As you can imagine, that was a pretty big deal for us, so we set out to investigate. And we found some interesting results.
One of the things that we like to keep in mind with RavenDB is that it is a safe choice. Whenever we need to make a decision between various tradeoffs, we’ll always chose the safe choice. That means, among other things, that we are pretty careful about the way that we approach external input. And in this case, we are actively protecting ourselves from the outside world. One of the ways we do that is by limiting the number of requests that we will concurrently process.
The idea is that it is better to flat out reject requests than put such a load on the system that it will eventually crash. Indeed, that has been such a successful tactic that to this day, there has been exactly zero production issues with it.

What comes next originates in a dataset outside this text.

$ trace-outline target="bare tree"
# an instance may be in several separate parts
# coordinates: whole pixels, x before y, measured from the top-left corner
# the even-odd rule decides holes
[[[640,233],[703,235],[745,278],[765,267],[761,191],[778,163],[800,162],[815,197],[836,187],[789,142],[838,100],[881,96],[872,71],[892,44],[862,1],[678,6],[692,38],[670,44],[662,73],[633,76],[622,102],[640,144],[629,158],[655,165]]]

To my knowledge, it hasn’t ever been even noticed by any of our users.
The actual issue is that we have an internal limit that is set by default to 256 concurrent transactions. And by default, we will accept up to 192 concurrent requests. Then I looked at the actual logs, and I found:
And that explains much, but not nearly all. We had this in our code base for roughly 8 months. There are still other things that protect us from those issues, not the least of which is that it is actually hard to generate that number of requests against us (you really have to try very hard, usually from multiple machines). But there was one scenario that we didn’t consider for the purpose of protecting ourselves from the barbarians at the gate. Multi Get requests.
Multi Get requests allows you to package multiple requests to RavenDB into a single physical request. Those requests are going to cost you a single round trip to the server, and you can run as many of those as you want. In the dump we received, we could see 17 pending Multi Get request, and about 400 queries being executed, each of them requiring their own session. No wonder we got out of session errors.
Final note: for what it is worth, I changed our limits to 1,024 concurrent sessions and 512 concurrent requests, which is more reasonable considering the kind of hardware we usually run on. Multi Get has another 192 sessions that it can utilize, and the rest are dedicated for background processes.